Victor Nunes analisa em que medida se tem ampliado ou restringido a esfera própria do município em
nosso país, comparando diversas fases, da Colônia à República. Com exceção do período colonial e de
alguns interregnos na legislação, nossa história tem sido palco de crescentes limitações impostas à
autonomia do município. No período colonial, as câmaras municipais eletivas, centro do poder local,
gozavam de ampla faixa de atribuições: ostentavam função, ao mesmo tempo, administrativa, executiva,
judiciária e policial, o que caracterizava a total ausência de distinção de poderes no âmbito local. Tinham
por composição básica dois juízes ordinários, servindo um de cada vez, ou um juiz de fora, e três
vereadores.
As câmaras municipais na Colônia representaram o apogeu do poder local no Brasil, mais
precisamente espelhavam a dominação quase exclusiva do senhorio rural sobre nossas terras. Como
afirma Nunes Leal, na época em questão, o poder político de fato se achava investido nos proprietários
rurais, que o exerciam através das câmaras municipais. Entre as causas do gigantismo nas atribuições das
câmaras e do poder privado ressaltava a insuficiência do aparelho administrativo num território extenso,
inculto e quase que despovoado, numa palavra, ocupava lugar de relevo a fraqueza do poder público.

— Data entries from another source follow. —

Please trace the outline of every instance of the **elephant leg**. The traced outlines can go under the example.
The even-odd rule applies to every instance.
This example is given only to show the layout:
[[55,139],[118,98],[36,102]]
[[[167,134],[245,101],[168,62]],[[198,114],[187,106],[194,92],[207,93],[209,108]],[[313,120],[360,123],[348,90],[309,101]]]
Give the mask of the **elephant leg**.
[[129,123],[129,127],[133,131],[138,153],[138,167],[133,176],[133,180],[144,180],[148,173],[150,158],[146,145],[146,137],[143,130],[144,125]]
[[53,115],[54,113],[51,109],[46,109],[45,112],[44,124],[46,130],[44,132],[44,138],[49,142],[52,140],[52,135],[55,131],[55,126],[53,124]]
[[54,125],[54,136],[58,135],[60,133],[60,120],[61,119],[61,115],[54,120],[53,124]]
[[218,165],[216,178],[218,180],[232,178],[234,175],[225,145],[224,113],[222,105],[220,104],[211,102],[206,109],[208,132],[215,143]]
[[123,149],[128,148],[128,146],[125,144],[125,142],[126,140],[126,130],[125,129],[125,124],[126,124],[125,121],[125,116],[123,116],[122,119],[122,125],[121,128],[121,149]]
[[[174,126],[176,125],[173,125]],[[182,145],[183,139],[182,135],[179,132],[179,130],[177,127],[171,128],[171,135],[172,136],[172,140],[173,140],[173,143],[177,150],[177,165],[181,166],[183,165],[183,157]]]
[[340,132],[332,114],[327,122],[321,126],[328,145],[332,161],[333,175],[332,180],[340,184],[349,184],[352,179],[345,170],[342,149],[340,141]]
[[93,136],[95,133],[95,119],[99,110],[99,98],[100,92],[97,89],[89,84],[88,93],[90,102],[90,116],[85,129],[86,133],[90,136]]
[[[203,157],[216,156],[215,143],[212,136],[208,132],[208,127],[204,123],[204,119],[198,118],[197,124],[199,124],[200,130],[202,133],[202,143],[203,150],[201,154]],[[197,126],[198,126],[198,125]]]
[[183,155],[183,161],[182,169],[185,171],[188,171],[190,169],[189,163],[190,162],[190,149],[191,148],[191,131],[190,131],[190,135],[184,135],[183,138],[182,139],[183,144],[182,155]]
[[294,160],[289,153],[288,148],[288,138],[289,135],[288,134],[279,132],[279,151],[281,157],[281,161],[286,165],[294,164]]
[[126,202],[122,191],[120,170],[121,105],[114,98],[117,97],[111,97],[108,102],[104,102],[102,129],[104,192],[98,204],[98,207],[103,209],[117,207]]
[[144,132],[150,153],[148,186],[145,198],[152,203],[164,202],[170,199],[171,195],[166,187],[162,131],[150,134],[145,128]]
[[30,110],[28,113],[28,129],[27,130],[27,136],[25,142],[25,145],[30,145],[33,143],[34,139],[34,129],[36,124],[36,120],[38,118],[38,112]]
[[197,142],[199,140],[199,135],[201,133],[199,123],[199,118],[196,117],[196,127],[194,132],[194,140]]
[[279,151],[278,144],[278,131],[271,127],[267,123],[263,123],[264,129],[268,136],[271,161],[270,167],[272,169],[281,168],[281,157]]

A reação da Coroa ao privatismo, ao domínio político incontrastável dos senhores rurais por intermédio
das câmaras municipais, se esboça na segunda metade do século XVII. Com o crescimento da atividade
econômica na Colônia, e, sobretudo, com o início da atividade mineradora, desloca-se cada vez mais o
controle e o interesse da Metrópole sobre as atividades aqui desenvolvidas. A partir de então, assistir-se-á
ao aumento das atividades e do escopo dos encargos dos prepostos metropolitanos em terras coloniais, a
saber, os juízes de fora, ouvidores e governadores. A partir da transferência da Corte para o Brasil em
1808, da constitucionalização do país em 1824 e da reação conservadora dos anos 1840, assiste-se a
paulatina erosão do poder privado, processo que irá se estender por toda a quadra imperial, atravessando
inclusive o período republicano.
Desde a Colônia até a Constituição de 1946 o poder municipal foi paulatinamente se fortalecendo. E
ao mesmo tempo se consolidaram condições de extinção do poder dos chefes locais, tais como a mudança
na estrutura familiar, a abolição da escravatura, a decadência do modelo agrário-exportador. Não havia
mais concentração de riqueza ou poder suficiente para os senhores rurais, o que fazia com que eles
buscassem amparo dos poderes estaduais.
A descentralização e o aumento do poder tributário, legislativo e executivo do âmbito municipal seriam
o meio enfraquecedor do sistema coronelista, que tem seu auge na República Velha. Analisando a vida
municipal desde a Colônia, onde a principal instância política eram as Câmaras, passando pelo império e
chegando até a República, onde cada vez mais o poder político se centralizava, deslizando das mãos
privadas para a administração pública, o autor analisa o desenvolvimento das diversas atribuições
administrativas dos municípios, da eletividade para os cargos administrativos, das fontes de receita, da
organização judicial e das polícias e da legislação eleitoral. Contudo, engana-se quem considera tal
questão política como datada. O autor argumenta que
a morte aparente dos “coronéis” no Estado Novo não se deve, pois, aos prefeitos nomeados, mas
à abolição do regime representativo em nossa terra. Convocai o povo para as urnas, como
sucedeu em 1945, e o “coronelismo” ressurgirá das próprias cinzas, porque a seixa que o alimenta
é a estrutura agrária do país (LEAL; 1976: 134).